Short setting times measured for MTA Repair HP, could well be promoted by the high surface area of the material (4.8 m2 g-1). Previous reported data for other commercial MTA materials are significantly lower: 1.0 m2 g-1 for ProRoot (3) and MTA Angelus (14); and 1.5 m2 g-1 for MTA Plus (3). In this work, the increase of the surface area is correlated with FEG-SEM resolution of high aspect ratio nanometric particles. The higher surface area correlates with smaller particle sizes which greatly faster the setting times (23). In addition, the low amount of sulphate, confirmed by XRF, is correlated with shorter setting times as calcium sulphates are setting regulators to avoid a rapid desiccation of powder precursor paste (19). Besides, FEG-SEM observations of un-hydrated precursor indicate a fine microstructure consisting of submicron-elongated features of nanometric thickness in good agreement with Type IIb isotherm results which is characteristic with aggregates of plate-like particles.

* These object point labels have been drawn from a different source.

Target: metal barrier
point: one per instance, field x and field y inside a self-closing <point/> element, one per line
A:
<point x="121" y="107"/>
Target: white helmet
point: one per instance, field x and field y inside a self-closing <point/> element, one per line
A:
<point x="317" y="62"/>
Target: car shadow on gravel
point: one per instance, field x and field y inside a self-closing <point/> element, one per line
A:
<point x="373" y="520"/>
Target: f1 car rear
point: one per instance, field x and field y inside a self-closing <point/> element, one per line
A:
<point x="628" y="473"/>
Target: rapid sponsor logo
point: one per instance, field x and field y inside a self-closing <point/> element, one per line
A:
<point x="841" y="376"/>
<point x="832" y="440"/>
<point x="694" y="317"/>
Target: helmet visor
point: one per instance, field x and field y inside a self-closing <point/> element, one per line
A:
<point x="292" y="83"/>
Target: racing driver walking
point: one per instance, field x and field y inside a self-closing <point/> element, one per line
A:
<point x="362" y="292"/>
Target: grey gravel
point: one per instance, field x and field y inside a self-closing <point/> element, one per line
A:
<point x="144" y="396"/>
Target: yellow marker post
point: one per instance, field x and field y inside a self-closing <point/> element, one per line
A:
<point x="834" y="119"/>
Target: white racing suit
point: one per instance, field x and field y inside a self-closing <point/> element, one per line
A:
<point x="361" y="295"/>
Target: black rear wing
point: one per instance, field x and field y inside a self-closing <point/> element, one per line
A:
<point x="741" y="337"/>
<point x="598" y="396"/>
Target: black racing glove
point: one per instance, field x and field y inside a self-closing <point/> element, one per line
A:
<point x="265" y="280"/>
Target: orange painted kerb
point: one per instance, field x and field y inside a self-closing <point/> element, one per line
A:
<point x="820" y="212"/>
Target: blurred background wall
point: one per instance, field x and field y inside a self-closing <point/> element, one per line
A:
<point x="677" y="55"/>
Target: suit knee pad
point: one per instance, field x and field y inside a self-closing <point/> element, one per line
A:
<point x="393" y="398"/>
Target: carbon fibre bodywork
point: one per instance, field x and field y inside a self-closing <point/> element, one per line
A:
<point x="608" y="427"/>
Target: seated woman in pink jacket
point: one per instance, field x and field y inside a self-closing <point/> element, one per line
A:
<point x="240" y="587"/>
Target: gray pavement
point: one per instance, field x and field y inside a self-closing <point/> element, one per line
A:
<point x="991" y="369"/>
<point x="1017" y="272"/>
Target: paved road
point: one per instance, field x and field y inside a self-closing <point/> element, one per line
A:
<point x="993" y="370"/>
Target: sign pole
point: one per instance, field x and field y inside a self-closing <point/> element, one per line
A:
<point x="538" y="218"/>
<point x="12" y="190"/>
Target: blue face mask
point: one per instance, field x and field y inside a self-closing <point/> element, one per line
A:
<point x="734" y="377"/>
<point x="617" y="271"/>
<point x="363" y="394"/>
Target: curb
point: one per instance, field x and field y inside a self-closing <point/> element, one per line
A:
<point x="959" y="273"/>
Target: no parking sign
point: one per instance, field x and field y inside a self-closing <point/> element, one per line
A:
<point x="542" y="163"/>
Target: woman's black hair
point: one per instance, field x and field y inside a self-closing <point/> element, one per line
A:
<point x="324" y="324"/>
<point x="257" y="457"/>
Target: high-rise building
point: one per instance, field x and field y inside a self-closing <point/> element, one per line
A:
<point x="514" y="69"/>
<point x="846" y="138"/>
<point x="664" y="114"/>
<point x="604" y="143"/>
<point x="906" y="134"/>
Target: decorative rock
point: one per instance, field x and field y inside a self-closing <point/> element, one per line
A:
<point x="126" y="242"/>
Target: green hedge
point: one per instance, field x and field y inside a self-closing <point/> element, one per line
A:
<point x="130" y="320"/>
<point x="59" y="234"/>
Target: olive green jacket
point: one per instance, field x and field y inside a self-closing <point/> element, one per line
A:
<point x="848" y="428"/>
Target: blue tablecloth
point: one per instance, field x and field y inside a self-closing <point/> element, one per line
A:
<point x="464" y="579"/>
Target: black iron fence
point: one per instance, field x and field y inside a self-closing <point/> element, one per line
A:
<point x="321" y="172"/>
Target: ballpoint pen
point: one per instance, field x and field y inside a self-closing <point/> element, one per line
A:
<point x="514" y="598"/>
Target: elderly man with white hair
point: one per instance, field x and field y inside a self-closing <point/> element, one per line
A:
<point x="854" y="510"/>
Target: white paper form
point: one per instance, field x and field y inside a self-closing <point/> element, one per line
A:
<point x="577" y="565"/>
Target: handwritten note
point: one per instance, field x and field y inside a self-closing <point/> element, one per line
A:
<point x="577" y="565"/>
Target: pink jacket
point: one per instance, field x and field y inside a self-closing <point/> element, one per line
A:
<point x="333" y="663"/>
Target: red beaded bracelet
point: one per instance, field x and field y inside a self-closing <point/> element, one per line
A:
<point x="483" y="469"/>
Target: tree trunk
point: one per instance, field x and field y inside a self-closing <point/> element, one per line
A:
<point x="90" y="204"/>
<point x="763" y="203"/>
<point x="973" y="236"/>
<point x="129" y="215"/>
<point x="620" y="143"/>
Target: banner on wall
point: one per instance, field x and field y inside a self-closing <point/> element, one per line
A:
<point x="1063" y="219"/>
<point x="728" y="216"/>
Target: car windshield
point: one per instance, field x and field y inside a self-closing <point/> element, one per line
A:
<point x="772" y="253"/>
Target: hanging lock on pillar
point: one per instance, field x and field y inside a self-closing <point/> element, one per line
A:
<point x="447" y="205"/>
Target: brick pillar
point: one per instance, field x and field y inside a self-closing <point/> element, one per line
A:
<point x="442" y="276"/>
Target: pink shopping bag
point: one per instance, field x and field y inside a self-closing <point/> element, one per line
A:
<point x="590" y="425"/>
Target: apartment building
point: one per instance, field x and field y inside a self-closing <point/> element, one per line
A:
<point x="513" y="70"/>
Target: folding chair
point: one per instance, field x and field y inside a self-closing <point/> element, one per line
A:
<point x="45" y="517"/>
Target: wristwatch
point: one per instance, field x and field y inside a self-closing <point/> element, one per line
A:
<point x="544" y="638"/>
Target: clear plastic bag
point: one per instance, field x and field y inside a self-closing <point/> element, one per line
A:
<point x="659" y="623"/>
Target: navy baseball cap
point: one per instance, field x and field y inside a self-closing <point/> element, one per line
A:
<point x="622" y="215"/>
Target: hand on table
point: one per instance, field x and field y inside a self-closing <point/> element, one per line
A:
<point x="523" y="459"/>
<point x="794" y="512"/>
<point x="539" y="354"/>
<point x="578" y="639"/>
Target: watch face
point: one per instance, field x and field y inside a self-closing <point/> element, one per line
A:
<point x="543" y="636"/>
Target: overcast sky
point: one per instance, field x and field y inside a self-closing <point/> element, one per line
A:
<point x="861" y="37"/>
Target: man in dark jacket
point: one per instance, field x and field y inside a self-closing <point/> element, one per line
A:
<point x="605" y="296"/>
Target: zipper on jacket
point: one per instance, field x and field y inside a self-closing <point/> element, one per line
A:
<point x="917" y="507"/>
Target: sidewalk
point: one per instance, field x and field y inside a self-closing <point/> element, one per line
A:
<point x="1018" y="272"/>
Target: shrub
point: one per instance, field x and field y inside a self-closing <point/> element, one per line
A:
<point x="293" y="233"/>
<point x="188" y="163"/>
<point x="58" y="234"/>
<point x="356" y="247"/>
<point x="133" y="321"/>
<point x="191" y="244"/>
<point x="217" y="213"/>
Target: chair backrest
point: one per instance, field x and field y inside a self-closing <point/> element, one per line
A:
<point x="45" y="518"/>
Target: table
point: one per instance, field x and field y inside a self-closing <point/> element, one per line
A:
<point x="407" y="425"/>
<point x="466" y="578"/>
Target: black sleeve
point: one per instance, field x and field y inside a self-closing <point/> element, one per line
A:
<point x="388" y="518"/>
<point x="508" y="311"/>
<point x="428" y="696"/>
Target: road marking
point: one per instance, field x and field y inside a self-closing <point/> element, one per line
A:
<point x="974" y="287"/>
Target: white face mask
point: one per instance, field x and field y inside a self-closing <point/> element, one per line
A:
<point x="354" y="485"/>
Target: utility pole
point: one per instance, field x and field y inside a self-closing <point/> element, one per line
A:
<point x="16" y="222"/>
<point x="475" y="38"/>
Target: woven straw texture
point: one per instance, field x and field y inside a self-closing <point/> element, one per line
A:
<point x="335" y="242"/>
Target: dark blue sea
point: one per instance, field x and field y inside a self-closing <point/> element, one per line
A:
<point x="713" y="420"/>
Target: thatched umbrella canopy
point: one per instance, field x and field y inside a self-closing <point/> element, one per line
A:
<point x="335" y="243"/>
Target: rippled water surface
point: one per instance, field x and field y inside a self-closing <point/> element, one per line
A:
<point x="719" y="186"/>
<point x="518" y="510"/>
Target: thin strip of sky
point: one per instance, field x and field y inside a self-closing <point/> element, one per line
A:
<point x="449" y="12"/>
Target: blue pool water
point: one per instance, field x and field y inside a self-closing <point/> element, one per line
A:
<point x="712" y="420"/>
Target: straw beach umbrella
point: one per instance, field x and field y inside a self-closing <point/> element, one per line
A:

FEG-SEM observations of hydrated material (Fig. 5, centre), show “Hadley-like” grains (hollow-shells) and gaps likely between remnants cement cores and shell of hydration reaction products (24). Furthermore, similar hexagonal plate-shaped crystals on the surface (shown in Fig. 5, right) has been associated to Ca(OH)2 formation and, facetted crystals growth to CaCO3 derived from carbonation of Ca(OH)2 (4). However, flat CSH sheet formation from hydrated SiO4 monomer crystallisation in a two-dimensional direction cannot be disregarded (4).

Conclusions

Physicochemical characterization of MTA Repair HP shows CaWO4, Ca3SiO5 and Ca2SiO4 as main compositional phases. Also, XRF quantified aluminium content of 1.7 wt.% is in good agreement with XRD detection of Ca3Al2O6 phase. The short setting time measured for HP Repair is correlated with precursor powder high surface area of 4.8 m2 g-1, high Al content and the absence of compositional sulphate phases. Besides, FEG-SEM observation indicates high aspect ratio nanoparticles final form fabrication of un-hydrated powder material.